Sclerosi: angioplastica divide ancora

Ospedale Ferrara, senza effetto. Fondazione,riduce nuove placche

(ANSA) - FERRARA, 18 NOV - Concluso lo studio Brave Dreams sul trattamento della Ccsvi (Insufficienza venosa cronica cerebrospinale) nella Sclerosi multipla, compiuto in sei centri italiani su 207 pazienti, l'intervento di angioplastica venosa continua a dividere. "Non ha alcun effetto sulla disabilità rispetto ad un intervento simulato", afferma l'azienda ospedaliero-universitaria di Ferrara che ha promosso e diffuso lo studio, ora pubblicato dalla rivista statunitense Jama Neurology e presentato dal primo autore, il prof.Paolo Zamboni dell'Università di Ferrara, al Veith Symposium di New York.

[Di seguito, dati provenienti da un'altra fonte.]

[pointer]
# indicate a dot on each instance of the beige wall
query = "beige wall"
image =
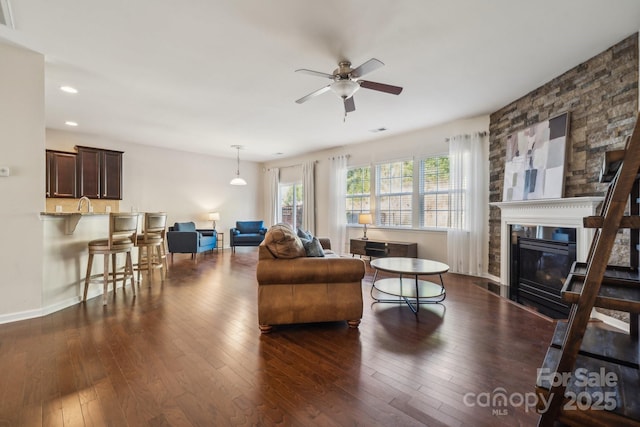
(21, 149)
(431, 141)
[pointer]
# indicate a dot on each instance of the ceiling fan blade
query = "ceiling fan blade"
(367, 67)
(349, 105)
(313, 94)
(315, 73)
(394, 90)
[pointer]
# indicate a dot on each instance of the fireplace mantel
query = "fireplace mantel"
(566, 212)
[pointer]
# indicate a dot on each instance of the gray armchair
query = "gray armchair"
(185, 238)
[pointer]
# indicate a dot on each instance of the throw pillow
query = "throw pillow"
(283, 242)
(313, 248)
(304, 235)
(184, 226)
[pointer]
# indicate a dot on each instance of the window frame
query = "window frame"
(352, 214)
(404, 192)
(445, 193)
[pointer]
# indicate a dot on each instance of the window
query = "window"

    Secondo l'ospedale di Ferrara, inoltre, "non sono state osservate differenze fra i due gruppi a confronto nell'accumulo di nuove lesioni combinate visualizzate alla risonanza magnetica a distanza di 12 mesi dal trattamento". Di diverso avviso la Fondazione 'Il Bene' considerata vicina a Zamboni, che sottolinea "l'altissima correlazione" tra Ccsvi e Sclerosi, e soprattutto la "riduzione netta" di "nuove placche" a "sei mesi dall'intervento".